Moet Gods volk zich vaak niet aanklagen vanwege hun lauwheid en laksheid in de gebeden? Ja, nog erger, vanwege het uitblussen van Gods Geest? O, volk des Heeren, indien u met Christus opgewekt bent, zo bedenkt de dingen die boven zijn, en niet die op de aarde zijn. Bid en smeek vurig en aanhoudend om de Geest der genade en der gebeden.

Bedenk hoeveel jongeren en ouderen er nog op de brede weg naar het eeuwige verderf voorthollen! O, bestorm de troon der genade of de God aller genade Zich over hun onsterfelijke ziel wil ontfermen.

Zijn er onder Gods kinderen in wier hart het verlangen is geboren om de Persoon van de Heilige Geest te mogen leren kennen, alsook het getuigenis van Gods Geest te mogen ontvangen dat zij kinderen Gods zijn? O, laat het voorbeeld van de discipelen u dan aanmoedigen en bemoedigen. Zij worstelden tien dagen met de Heere om de komst van de Heilige Geest, en Hij verhoorde hun gebeden. Hoewel de Heere vrij is in de tijd wanneer Hij Zijn beloften vervult, u kunt ervan op aan dat Hij ze zal vervullen, ook aan u! Hoor tot uw bemoediging wat de dichter van Psalm 145:6 zingt:

Hij geeft den wens van allen die Hem vrezen.

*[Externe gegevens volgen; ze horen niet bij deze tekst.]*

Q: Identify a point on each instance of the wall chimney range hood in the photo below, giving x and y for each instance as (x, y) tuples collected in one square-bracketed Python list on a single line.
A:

Hun bede heeft Hij nimmer afgewezen.

Dit artikel werd u aangeboden door: https://www.gergeminned.nl

Deze tekst is geautomatiseerd gemaakt en kan nog fouten bevatten. Digibron werkt voortdurend aan correctie. Klik voor het origineel door naar de pdf. Voor opmerkingen, vragen, informatie: contact.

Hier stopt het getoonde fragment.